Friday night we attended the First Grade Shabbat dinner. In an attempt to create relationships, the temple organizes these dinners. Three or four families gather together and have dinner together, say the prayers and celebrate Shabbat. Sounds innocuous enough.
You see the hostess told a funny story about a trip to the hospital with one of the kids. She left to start to coffee and check the kids, and her husband proceeded to tell us more than we needed to know about their marital relations. It wasn't completely a digression, it was more stream of consciousness.. yet, now, burned into my mind, is that story. When the hostess returned to the room, my eyes were the size of saucers and in an attempt to stop the insanity, she heard me saying, "that is too much information, I need to cleanse my brain now." Seriously, brain bleach was in order.

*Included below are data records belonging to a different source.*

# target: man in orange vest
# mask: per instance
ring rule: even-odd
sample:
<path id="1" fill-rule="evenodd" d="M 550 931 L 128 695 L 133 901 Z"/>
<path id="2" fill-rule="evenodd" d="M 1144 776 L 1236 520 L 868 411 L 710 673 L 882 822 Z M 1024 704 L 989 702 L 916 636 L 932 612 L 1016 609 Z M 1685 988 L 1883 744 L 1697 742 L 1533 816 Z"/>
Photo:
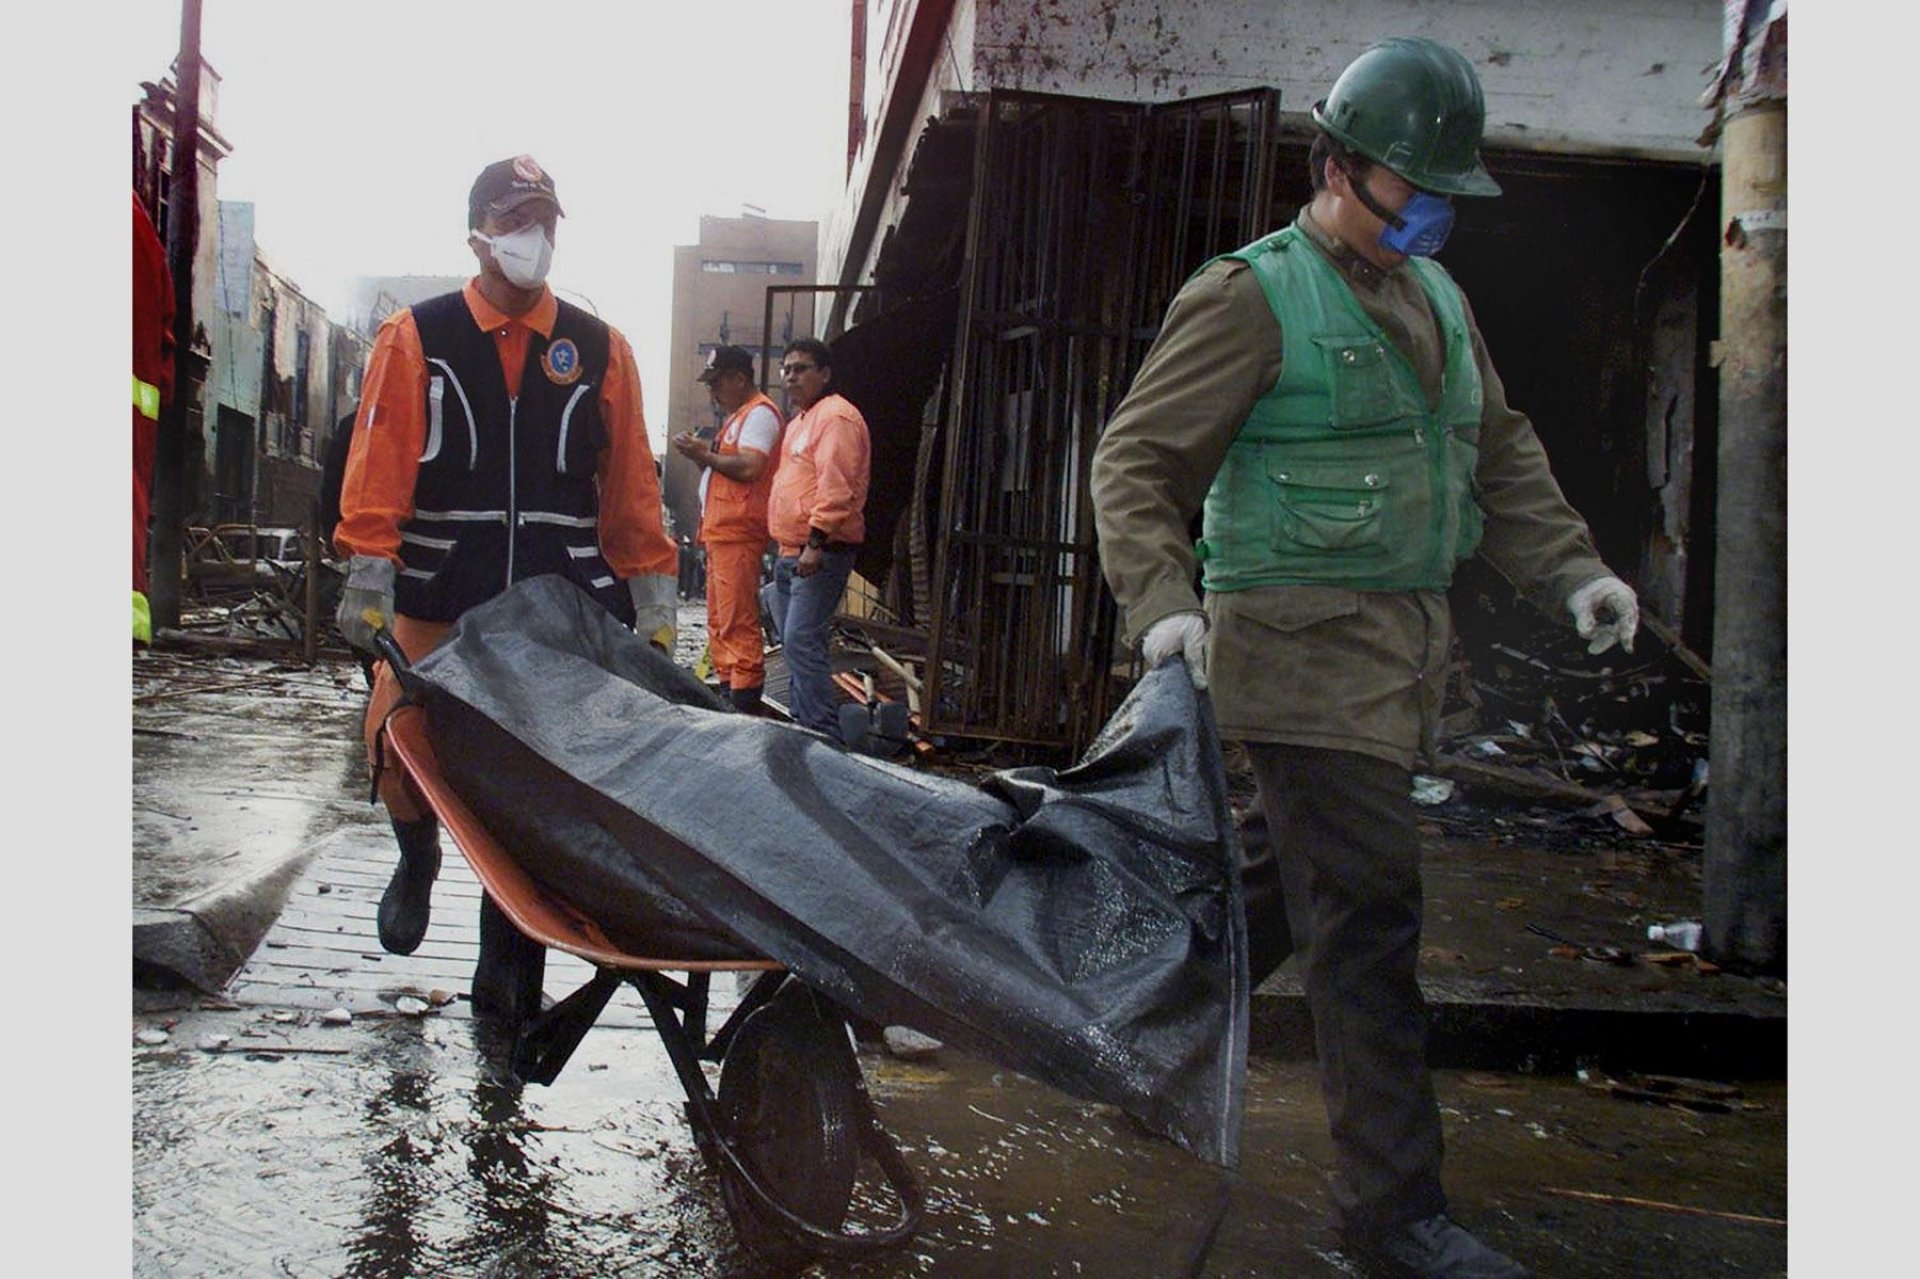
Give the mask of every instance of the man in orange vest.
<path id="1" fill-rule="evenodd" d="M 395 312 L 374 338 L 333 529 L 350 557 L 335 620 L 355 648 L 373 652 L 371 613 L 418 661 L 468 609 L 555 573 L 673 652 L 678 556 L 662 525 L 639 371 L 618 329 L 546 283 L 562 216 L 533 157 L 488 165 L 467 194 L 479 273 Z M 400 698 L 394 673 L 376 663 L 370 761 Z M 400 864 L 375 923 L 382 947 L 409 955 L 427 931 L 439 824 L 404 775 L 376 776 Z M 483 904 L 476 1013 L 511 1023 L 537 1011 L 544 951 L 523 943 Z"/>
<path id="2" fill-rule="evenodd" d="M 140 195 L 133 195 L 133 637 L 151 643 L 147 520 L 160 410 L 173 401 L 173 273 Z"/>
<path id="3" fill-rule="evenodd" d="M 756 711 L 767 682 L 760 631 L 760 559 L 767 550 L 767 494 L 779 460 L 780 410 L 753 383 L 753 356 L 715 347 L 700 374 L 727 420 L 709 445 L 691 433 L 674 451 L 700 474 L 700 543 L 707 548 L 707 648 L 735 708 Z"/>

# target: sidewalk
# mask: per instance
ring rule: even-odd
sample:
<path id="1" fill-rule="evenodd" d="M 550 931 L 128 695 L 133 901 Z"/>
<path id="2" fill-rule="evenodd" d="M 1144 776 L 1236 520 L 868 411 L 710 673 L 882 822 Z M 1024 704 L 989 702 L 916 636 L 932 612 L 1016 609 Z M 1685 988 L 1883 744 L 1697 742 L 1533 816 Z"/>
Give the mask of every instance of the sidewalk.
<path id="1" fill-rule="evenodd" d="M 420 951 L 386 955 L 374 936 L 394 855 L 384 811 L 367 800 L 359 668 L 133 661 L 136 1006 L 182 983 L 322 1011 L 399 990 L 458 998 L 478 890 L 452 850 Z M 1490 836 L 1463 811 L 1422 810 L 1421 981 L 1436 1066 L 1785 1077 L 1784 986 L 1647 958 L 1672 953 L 1647 941 L 1648 924 L 1699 917 L 1697 849 L 1603 833 L 1570 848 L 1517 808 L 1482 810 L 1505 814 Z M 1624 962 L 1602 958 L 1609 948 Z M 575 963 L 550 961 L 554 993 L 577 984 Z M 1311 1055 L 1293 965 L 1255 993 L 1253 1015 L 1256 1054 Z"/>

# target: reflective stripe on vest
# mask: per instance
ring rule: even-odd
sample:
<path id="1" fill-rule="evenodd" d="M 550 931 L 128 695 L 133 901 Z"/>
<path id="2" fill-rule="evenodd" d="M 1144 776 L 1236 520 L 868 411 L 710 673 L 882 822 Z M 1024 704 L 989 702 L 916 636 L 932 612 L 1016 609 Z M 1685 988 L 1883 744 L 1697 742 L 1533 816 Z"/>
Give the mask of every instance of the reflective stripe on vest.
<path id="1" fill-rule="evenodd" d="M 160 388 L 151 382 L 142 382 L 138 375 L 133 379 L 133 407 L 140 410 L 140 416 L 150 422 L 160 420 Z"/>

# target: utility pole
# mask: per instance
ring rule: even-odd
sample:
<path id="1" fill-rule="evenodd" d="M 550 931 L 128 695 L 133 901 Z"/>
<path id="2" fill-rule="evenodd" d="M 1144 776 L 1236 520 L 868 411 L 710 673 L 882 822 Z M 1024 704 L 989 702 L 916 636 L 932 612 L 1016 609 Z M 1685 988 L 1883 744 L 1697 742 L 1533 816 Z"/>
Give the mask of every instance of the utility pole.
<path id="1" fill-rule="evenodd" d="M 1786 5 L 1729 6 L 1706 953 L 1787 965 Z"/>
<path id="2" fill-rule="evenodd" d="M 193 398 L 193 253 L 200 241 L 200 0 L 182 0 L 173 91 L 173 177 L 167 267 L 173 273 L 173 402 L 154 432 L 153 571 L 148 604 L 155 635 L 180 627 L 180 542 L 185 522 L 187 408 Z"/>

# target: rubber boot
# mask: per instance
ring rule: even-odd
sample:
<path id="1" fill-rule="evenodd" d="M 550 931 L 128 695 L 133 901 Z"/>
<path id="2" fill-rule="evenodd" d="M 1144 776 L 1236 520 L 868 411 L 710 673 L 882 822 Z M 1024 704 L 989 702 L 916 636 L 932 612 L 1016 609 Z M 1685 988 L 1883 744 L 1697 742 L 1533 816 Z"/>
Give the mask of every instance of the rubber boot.
<path id="1" fill-rule="evenodd" d="M 480 896 L 480 958 L 473 966 L 473 1015 L 518 1032 L 540 1012 L 547 948 L 513 926 L 489 893 Z"/>
<path id="2" fill-rule="evenodd" d="M 395 819 L 393 836 L 400 841 L 400 864 L 380 894 L 380 945 L 395 955 L 411 955 L 427 935 L 433 881 L 440 874 L 440 823 L 431 817 Z"/>
<path id="3" fill-rule="evenodd" d="M 731 689 L 728 691 L 727 696 L 733 702 L 733 709 L 747 715 L 758 715 L 761 707 L 761 694 L 765 691 L 764 686 L 755 684 L 752 688 Z"/>

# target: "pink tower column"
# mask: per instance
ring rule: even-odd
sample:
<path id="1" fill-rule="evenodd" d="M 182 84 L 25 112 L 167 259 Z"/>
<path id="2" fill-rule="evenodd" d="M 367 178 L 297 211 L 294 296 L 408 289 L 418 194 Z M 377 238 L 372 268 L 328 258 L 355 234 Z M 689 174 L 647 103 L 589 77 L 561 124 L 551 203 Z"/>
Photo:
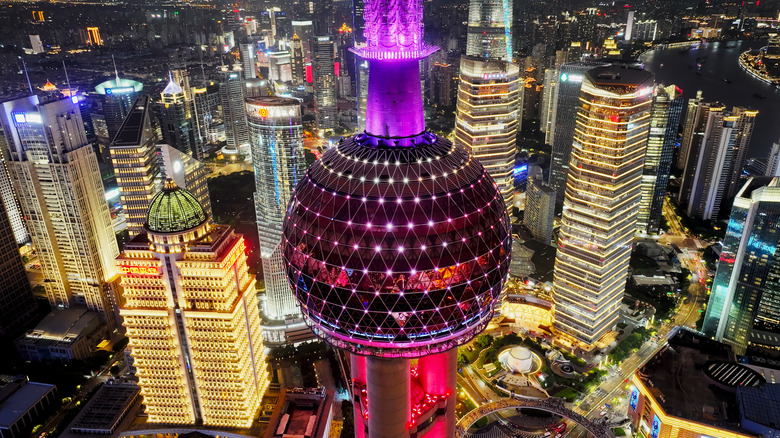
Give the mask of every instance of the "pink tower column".
<path id="1" fill-rule="evenodd" d="M 455 403 L 457 389 L 457 348 L 444 353 L 423 356 L 417 361 L 420 384 L 426 393 L 447 396 L 447 411 L 439 418 L 425 438 L 450 438 L 455 430 Z"/>

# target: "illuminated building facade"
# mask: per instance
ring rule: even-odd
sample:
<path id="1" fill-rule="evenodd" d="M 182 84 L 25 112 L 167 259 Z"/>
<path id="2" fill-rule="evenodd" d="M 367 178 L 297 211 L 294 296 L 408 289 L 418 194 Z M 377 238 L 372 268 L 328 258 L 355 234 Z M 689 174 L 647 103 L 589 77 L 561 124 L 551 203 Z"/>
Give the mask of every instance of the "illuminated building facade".
<path id="1" fill-rule="evenodd" d="M 469 2 L 466 55 L 512 62 L 512 0 Z"/>
<path id="2" fill-rule="evenodd" d="M 734 199 L 702 332 L 737 354 L 780 350 L 780 178 L 750 178 Z"/>
<path id="3" fill-rule="evenodd" d="M 303 85 L 306 81 L 305 62 L 303 57 L 303 42 L 294 34 L 292 37 L 292 51 L 290 52 L 290 62 L 292 64 L 292 82 L 295 85 Z"/>
<path id="4" fill-rule="evenodd" d="M 528 178 L 525 191 L 525 214 L 523 223 L 534 240 L 549 245 L 552 243 L 555 221 L 555 190 L 541 178 Z"/>
<path id="5" fill-rule="evenodd" d="M 160 179 L 172 179 L 177 186 L 192 193 L 198 200 L 208 217 L 214 217 L 211 212 L 211 196 L 209 195 L 209 170 L 192 155 L 167 144 L 157 144 L 157 163 L 160 166 Z"/>
<path id="6" fill-rule="evenodd" d="M 366 130 L 309 168 L 284 225 L 305 320 L 350 353 L 359 438 L 455 435 L 456 347 L 490 321 L 509 270 L 493 179 L 425 129 L 419 60 L 436 48 L 421 21 L 420 0 L 365 2 Z"/>
<path id="7" fill-rule="evenodd" d="M 160 178 L 151 112 L 149 96 L 136 99 L 110 148 L 119 199 L 131 236 L 143 232 L 146 209 L 157 192 Z"/>
<path id="8" fill-rule="evenodd" d="M 511 18 L 511 0 L 471 0 L 455 121 L 455 144 L 471 148 L 507 209 L 514 205 L 522 92 L 520 69 L 512 63 Z"/>
<path id="9" fill-rule="evenodd" d="M 571 144 L 580 107 L 580 88 L 585 72 L 603 66 L 601 62 L 570 62 L 558 70 L 558 83 L 553 95 L 552 111 L 549 121 L 550 132 L 547 144 L 552 145 L 550 157 L 550 187 L 555 189 L 558 202 L 562 203 L 566 192 L 566 177 L 569 175 Z"/>
<path id="10" fill-rule="evenodd" d="M 471 148 L 514 205 L 520 69 L 502 60 L 464 56 L 460 61 L 455 144 Z"/>
<path id="11" fill-rule="evenodd" d="M 301 103 L 296 99 L 246 99 L 255 169 L 255 212 L 265 279 L 265 314 L 283 320 L 300 315 L 287 283 L 279 244 L 287 202 L 306 172 Z"/>
<path id="12" fill-rule="evenodd" d="M 200 135 L 197 127 L 197 117 L 193 100 L 173 77 L 160 93 L 156 112 L 160 119 L 162 141 L 176 149 L 200 157 Z"/>
<path id="13" fill-rule="evenodd" d="M 167 180 L 116 258 L 148 421 L 249 427 L 268 386 L 244 239 Z"/>
<path id="14" fill-rule="evenodd" d="M 617 322 L 641 196 L 653 75 L 624 66 L 582 81 L 553 279 L 554 327 L 593 345 Z"/>
<path id="15" fill-rule="evenodd" d="M 120 78 L 119 74 L 114 79 L 102 82 L 95 87 L 95 92 L 102 99 L 109 141 L 114 139 L 125 121 L 125 117 L 133 107 L 133 102 L 143 88 L 142 83 Z"/>
<path id="16" fill-rule="evenodd" d="M 653 97 L 653 117 L 642 174 L 642 200 L 639 204 L 637 230 L 658 233 L 669 173 L 677 141 L 677 128 L 682 114 L 682 90 L 674 85 L 656 86 Z"/>
<path id="17" fill-rule="evenodd" d="M 100 29 L 87 27 L 87 44 L 90 46 L 102 46 L 103 38 L 100 38 Z"/>
<path id="18" fill-rule="evenodd" d="M 225 124 L 227 147 L 238 153 L 239 147 L 249 144 L 241 67 L 236 65 L 231 70 L 227 66 L 222 66 L 219 70 L 219 78 L 219 99 L 222 103 L 222 122 Z"/>
<path id="19" fill-rule="evenodd" d="M 13 336 L 30 322 L 37 306 L 4 202 L 0 197 L 0 336 Z"/>
<path id="20" fill-rule="evenodd" d="M 85 304 L 113 327 L 105 294 L 119 253 L 97 157 L 78 104 L 3 103 L 8 171 L 32 238 L 52 307 Z"/>
<path id="21" fill-rule="evenodd" d="M 321 130 L 335 129 L 339 125 L 336 106 L 336 62 L 333 38 L 314 38 L 312 67 L 314 72 L 314 104 L 317 107 L 317 126 Z"/>
<path id="22" fill-rule="evenodd" d="M 249 42 L 238 45 L 241 54 L 241 72 L 244 80 L 257 77 L 257 44 Z"/>
<path id="23" fill-rule="evenodd" d="M 736 194 L 758 111 L 742 107 L 728 111 L 700 100 L 688 109 L 693 113 L 686 117 L 687 156 L 678 200 L 687 205 L 688 216 L 716 220 L 723 200 Z"/>

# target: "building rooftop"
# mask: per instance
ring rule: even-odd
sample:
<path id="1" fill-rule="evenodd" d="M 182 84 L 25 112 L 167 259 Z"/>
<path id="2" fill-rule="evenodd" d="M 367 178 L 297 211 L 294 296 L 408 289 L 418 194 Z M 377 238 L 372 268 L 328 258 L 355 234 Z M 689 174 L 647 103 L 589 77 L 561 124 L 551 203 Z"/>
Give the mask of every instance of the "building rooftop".
<path id="1" fill-rule="evenodd" d="M 737 398 L 743 418 L 780 429 L 780 385 L 740 387 Z"/>
<path id="2" fill-rule="evenodd" d="M 69 307 L 56 309 L 27 332 L 26 339 L 46 339 L 52 341 L 72 342 L 81 336 L 87 335 L 87 331 L 94 327 L 97 312 L 87 310 L 85 307 Z"/>
<path id="3" fill-rule="evenodd" d="M 705 374 L 713 363 L 733 363 L 732 356 L 725 344 L 678 330 L 637 377 L 668 415 L 742 432 L 734 388 Z"/>
<path id="4" fill-rule="evenodd" d="M 105 384 L 73 421 L 76 433 L 113 433 L 141 392 L 134 383 Z"/>
<path id="5" fill-rule="evenodd" d="M 111 146 L 138 147 L 143 142 L 144 129 L 149 113 L 149 96 L 139 96 L 114 136 Z"/>
<path id="6" fill-rule="evenodd" d="M 10 428 L 51 391 L 54 391 L 54 385 L 29 382 L 24 378 L 0 380 L 0 428 Z"/>
<path id="7" fill-rule="evenodd" d="M 143 88 L 144 84 L 138 81 L 116 77 L 98 84 L 95 87 L 95 92 L 98 94 L 127 93 L 130 91 L 137 93 L 143 90 Z"/>
<path id="8" fill-rule="evenodd" d="M 324 438 L 332 405 L 333 392 L 325 388 L 287 389 L 274 408 L 265 438 Z"/>
<path id="9" fill-rule="evenodd" d="M 629 65 L 605 65 L 585 73 L 591 82 L 601 87 L 653 85 L 653 74 Z"/>

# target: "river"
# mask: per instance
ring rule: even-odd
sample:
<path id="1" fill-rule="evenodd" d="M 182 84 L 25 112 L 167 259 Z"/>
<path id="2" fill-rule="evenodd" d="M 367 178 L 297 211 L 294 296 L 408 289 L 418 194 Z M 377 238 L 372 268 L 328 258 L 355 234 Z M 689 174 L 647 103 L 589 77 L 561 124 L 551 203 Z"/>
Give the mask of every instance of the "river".
<path id="1" fill-rule="evenodd" d="M 657 83 L 680 87 L 686 106 L 696 90 L 702 90 L 707 101 L 758 110 L 746 158 L 766 157 L 772 142 L 780 138 L 780 89 L 753 78 L 738 63 L 742 52 L 765 44 L 765 40 L 710 42 L 684 53 L 678 49 L 652 50 L 642 54 L 640 60 L 655 74 Z M 699 75 L 696 64 L 701 61 Z M 724 78 L 731 82 L 726 83 Z M 764 98 L 755 97 L 756 93 Z"/>

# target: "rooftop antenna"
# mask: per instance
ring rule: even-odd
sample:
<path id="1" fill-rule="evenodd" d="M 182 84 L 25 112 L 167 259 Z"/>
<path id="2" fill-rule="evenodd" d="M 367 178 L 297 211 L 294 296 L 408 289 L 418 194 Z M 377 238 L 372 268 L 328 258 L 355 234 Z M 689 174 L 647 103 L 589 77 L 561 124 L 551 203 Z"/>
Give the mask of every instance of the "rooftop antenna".
<path id="1" fill-rule="evenodd" d="M 114 58 L 114 54 L 111 54 L 111 61 L 114 62 L 114 74 L 116 75 L 116 84 L 119 85 L 119 70 L 116 69 L 116 59 Z"/>
<path id="2" fill-rule="evenodd" d="M 68 96 L 73 100 L 73 90 L 70 88 L 70 78 L 68 77 L 68 68 L 65 67 L 65 60 L 62 60 L 62 70 L 65 71 L 65 82 L 68 83 Z"/>
<path id="3" fill-rule="evenodd" d="M 27 88 L 30 89 L 30 95 L 32 96 L 35 93 L 33 92 L 32 83 L 30 82 L 30 74 L 27 73 L 27 64 L 25 64 L 24 58 L 22 58 L 21 56 L 19 57 L 19 59 L 22 60 L 22 68 L 24 68 L 24 75 L 27 77 Z"/>

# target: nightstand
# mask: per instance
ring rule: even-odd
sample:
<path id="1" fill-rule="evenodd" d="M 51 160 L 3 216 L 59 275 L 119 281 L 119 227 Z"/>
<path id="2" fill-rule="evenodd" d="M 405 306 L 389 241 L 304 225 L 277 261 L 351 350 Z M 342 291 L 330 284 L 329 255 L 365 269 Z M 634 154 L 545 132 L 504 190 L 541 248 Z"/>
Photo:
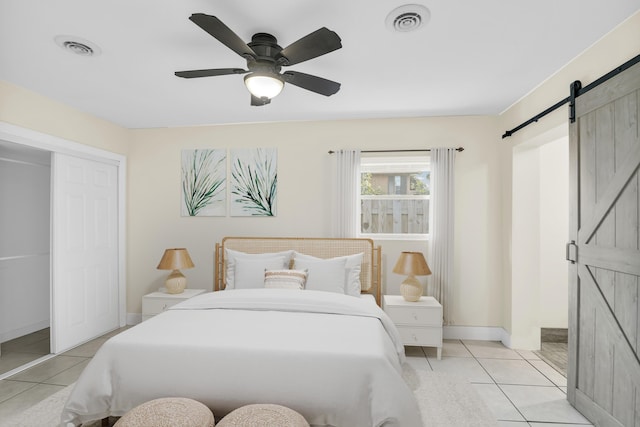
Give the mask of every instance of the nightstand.
<path id="1" fill-rule="evenodd" d="M 193 298 L 196 295 L 205 293 L 204 289 L 185 289 L 184 292 L 179 294 L 170 294 L 167 291 L 159 290 L 158 292 L 151 292 L 142 297 L 142 321 L 155 316 L 158 313 L 162 313 L 169 307 L 176 305 L 179 302 Z"/>
<path id="2" fill-rule="evenodd" d="M 404 345 L 437 347 L 442 357 L 442 305 L 433 297 L 409 302 L 400 295 L 384 295 L 382 309 L 398 328 Z"/>

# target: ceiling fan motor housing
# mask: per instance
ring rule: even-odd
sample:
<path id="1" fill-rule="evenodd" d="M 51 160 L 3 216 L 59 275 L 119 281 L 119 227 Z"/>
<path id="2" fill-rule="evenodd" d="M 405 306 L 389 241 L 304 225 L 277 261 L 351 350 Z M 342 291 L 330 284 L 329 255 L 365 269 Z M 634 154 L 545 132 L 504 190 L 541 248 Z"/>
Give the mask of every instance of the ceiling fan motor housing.
<path id="1" fill-rule="evenodd" d="M 245 43 L 220 19 L 212 15 L 194 13 L 189 19 L 244 58 L 247 61 L 247 70 L 211 68 L 176 71 L 174 74 L 178 77 L 190 79 L 247 74 L 245 85 L 252 94 L 251 105 L 268 104 L 269 96 L 262 96 L 261 93 L 274 93 L 272 96 L 276 96 L 282 90 L 285 82 L 324 96 L 331 96 L 340 90 L 340 83 L 311 74 L 298 71 L 287 71 L 280 74 L 284 66 L 299 64 L 342 47 L 340 37 L 326 27 L 307 34 L 283 49 L 278 45 L 278 40 L 268 33 L 256 33 L 251 38 L 251 42 Z"/>

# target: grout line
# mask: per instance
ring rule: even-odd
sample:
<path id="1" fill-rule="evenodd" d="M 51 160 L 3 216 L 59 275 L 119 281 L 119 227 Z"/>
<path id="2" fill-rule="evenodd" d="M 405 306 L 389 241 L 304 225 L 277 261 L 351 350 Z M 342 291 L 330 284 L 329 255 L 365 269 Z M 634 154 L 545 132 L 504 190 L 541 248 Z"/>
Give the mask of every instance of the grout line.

At temple today, I SAW them... I kept thinking about what he said, picturing it. It is like a train wreck, you don't want to look but you can't stop yourself. She has no idea what he said. No idea that I know this detail of her life. No idea that when I see them, I can't stop snickering. Face it, if I didn't snicker about it, I might poke my eyes out with knitting needles so as to erase the memory. I am sure it will fade, as all scars from traumatic events do, but it won't be fast enough.
So, when asked about how our dinner was, I respond, the food was good.